Active treatments – surgery, radiotherapy, chemotherapy and hormonal therapy – impact, in a different and more or less significant way, on the quality of life of patients diagnosed with prostate cancer. For this reason it would be desirable, when possible, i.e. in specific cases, with minimal disease, to implement active surveillance as the first treatment to guarantee a better quality of life. However, when it is necessary to resort to invasive treatments, which have a greater impact on the quality of life, it is important that the patient is followed within treatment centers with great experience and equipped with a multidisciplinary team.

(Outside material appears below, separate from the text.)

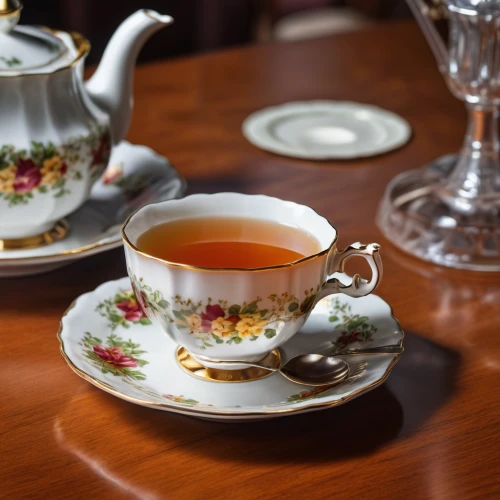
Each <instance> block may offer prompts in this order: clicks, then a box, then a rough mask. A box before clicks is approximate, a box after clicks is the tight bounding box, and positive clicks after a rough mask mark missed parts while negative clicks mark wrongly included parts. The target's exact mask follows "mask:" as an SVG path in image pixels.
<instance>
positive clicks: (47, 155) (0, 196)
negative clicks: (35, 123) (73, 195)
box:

“There is too little talk about prostate cancer – states Maria Laura De Cristofaro, president of Europa Uomo Italia – while the Aiom (Italian Medical Oncology Association) data record a growth in cases and what is even more worrying is that the National Health Service ( Ssn) does not provide any screening program for this neoplasm. For this reason, the Euproms survey promoted by Europa Uomo at a European level takes on an important value. Key messages emerge from the survey – De Cristofaro lists – the importance of early diagnosis, all the more crucial given that prostate cancer shows no signs of occurring in its initial phase; the need to strengthen diagnostic-therapeutic pathways defined through the creation of Prostate Units within which the multidisciplinary team operates, the only one that can guarantee quality of care, avoid inadequate treatments and ensure a better quality of life, in addition to psychological support. The study also shows that active surveillance (a systematic plan of checks at defined intervals for low-risk prostate cancer) is the approach that best preserves patients’ quality of life.”

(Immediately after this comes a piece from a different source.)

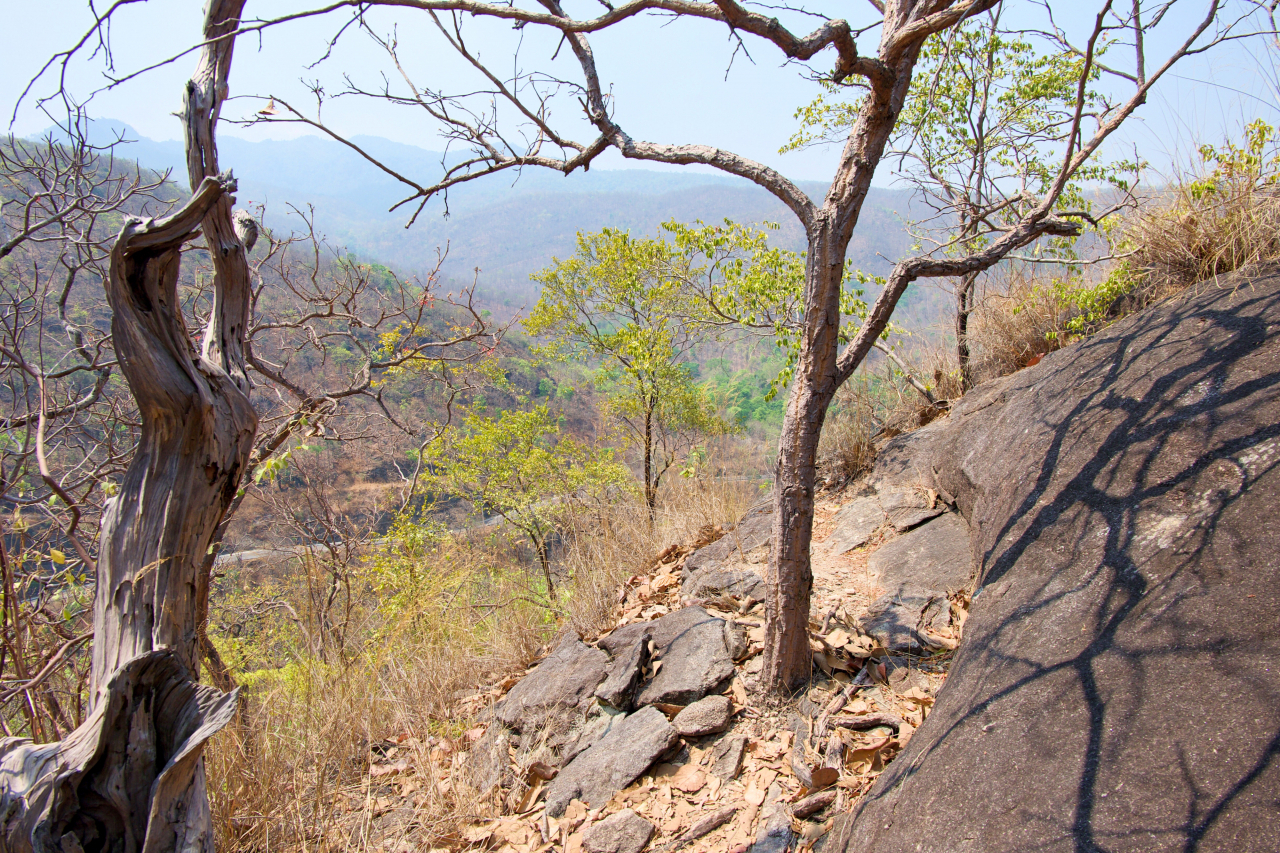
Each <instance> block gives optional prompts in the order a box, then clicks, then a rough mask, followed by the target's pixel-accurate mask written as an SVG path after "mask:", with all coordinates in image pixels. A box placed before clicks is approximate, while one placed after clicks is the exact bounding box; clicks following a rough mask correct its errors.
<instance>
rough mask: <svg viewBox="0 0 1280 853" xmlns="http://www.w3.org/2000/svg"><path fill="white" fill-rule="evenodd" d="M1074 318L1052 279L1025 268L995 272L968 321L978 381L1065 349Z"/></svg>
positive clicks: (1021, 365)
mask: <svg viewBox="0 0 1280 853" xmlns="http://www.w3.org/2000/svg"><path fill="white" fill-rule="evenodd" d="M1071 315H1073V307H1071V305H1070V304H1069V302H1068V301H1065V300H1064V298H1062V289H1061V287H1053V282H1052V279H1047V278H1038V277H1036V275H1034V274H1033V273H1032V272H1030V270H1029V269H1027V268H1025V266H1021V265H1018V266H1014V265H1009V266H1005V268H1001V269H1000V270H997V274H996V277H995V280H993V282H992V283H991V284H989V286H988V287H987V289H986V292H984V295H983V298H982V300H980V301H979V304H978V306H977V307H975V309H974V313H973V315H972V316H970V320H969V347H970V351H972V352H973V361H972V370H973V378H974V382H975V383H980V382H987V380H988V379H996V378H998V377H1005V375H1009V374H1011V373H1015V371H1018V370H1021V369H1023V368H1025V366H1027V365H1028V364H1032V362H1034V361H1037V360H1038V359H1039V357H1041V356H1043V355H1046V353H1048V352H1052V351H1053V350H1057V348H1059V347H1061V346H1062V345H1064V343H1065V342H1066V341H1068V339H1069V334H1068V332H1066V324H1068V321H1069V320H1070V318H1071ZM952 364H954V357H952Z"/></svg>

In light of the Euproms results, “the institutions” have moved “towards a historic initiative – continues De Cristofaro – to recommend screening programs at a European level, which are already being tested in some countries (Praise-U)”. Looking to the future, “Europa Uomo Italia intends to carry forward from today a series of actions aimed at building a continuous relationship with national and regional institutions. We will send – he continues – an open letter to the Presidency of the Council and we will ask to establish National Prostate Cancer Day, so that we continue to talk about men’s health”.

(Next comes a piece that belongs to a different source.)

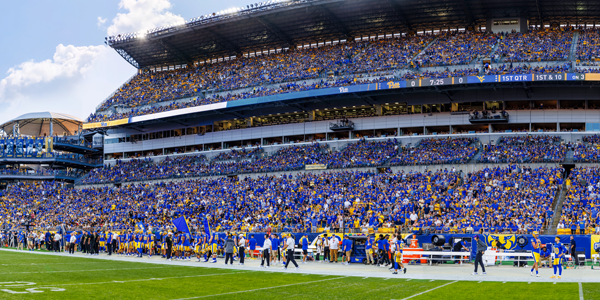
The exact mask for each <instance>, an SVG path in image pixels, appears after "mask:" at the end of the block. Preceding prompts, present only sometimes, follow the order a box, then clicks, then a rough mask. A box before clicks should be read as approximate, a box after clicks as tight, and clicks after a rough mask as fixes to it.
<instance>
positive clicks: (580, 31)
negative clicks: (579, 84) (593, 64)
mask: <svg viewBox="0 0 600 300" xmlns="http://www.w3.org/2000/svg"><path fill="white" fill-rule="evenodd" d="M599 51H600V31H598V29H580V30H579V38H578V39H577V60H579V61H590V60H592V59H593V58H598V57H600V54H599Z"/></svg>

Prostate cancer – explains a note – represents 19.8% of all male tumors and is the most widespread among men, with 564 thousand registered patients and approximately 40,500 new cases per year. “In most cases (from 30% to 40%) it is low malignancy and survival is also optimal”, recalls Domenico Prezioso, associate professor of Urology, Department of Neurosciences, Reproductive Sciences and Odontostomatology, Federico II University of Naples, responsible of the Prostate Cancer Unit, Member of the European Men’s Scientific Committee. “Screenings carried out in the past on the over-fifties male population, on the basis of the knowledge available at the time, proved incapable of reducing mortality in the screened patient group, therefore they were no longer recommended. For some years, active surveillance has been recommended to these patients, i.e. periodic clinical and PSA checks without particular medical treatment, which allows them to live with the disease, ready to intervene with specific therapies should the clinical conditions show signs of improvement. progression”.

“On the basis of the data from our survey – underlines Cosimo Pieri, general secretary of Europa Uomo Italia, Representative for Italy on the board of Europa Uomo – The European Prostate Cancer Coalition – in September 2022, the European Parliament issued the Recommendation to the 27 EU countries to implement early diagnosis of prostate cancer as well” so that it does not evolve into metastatic cancer, “drastically worsening the quality of life of the patient and his family as well as requiring costs up to 20 times higher than the treatment of tumors in the initial stage. specific – recalls Pieri – given that in Italy this recommendation has only been implemented by the National Oncology Plan 2023-27, but for now not implemented, we ask that in Italy too, as already in several European countries, a pilot project be launched to define the national guidelines for organized prostate cancer screening”.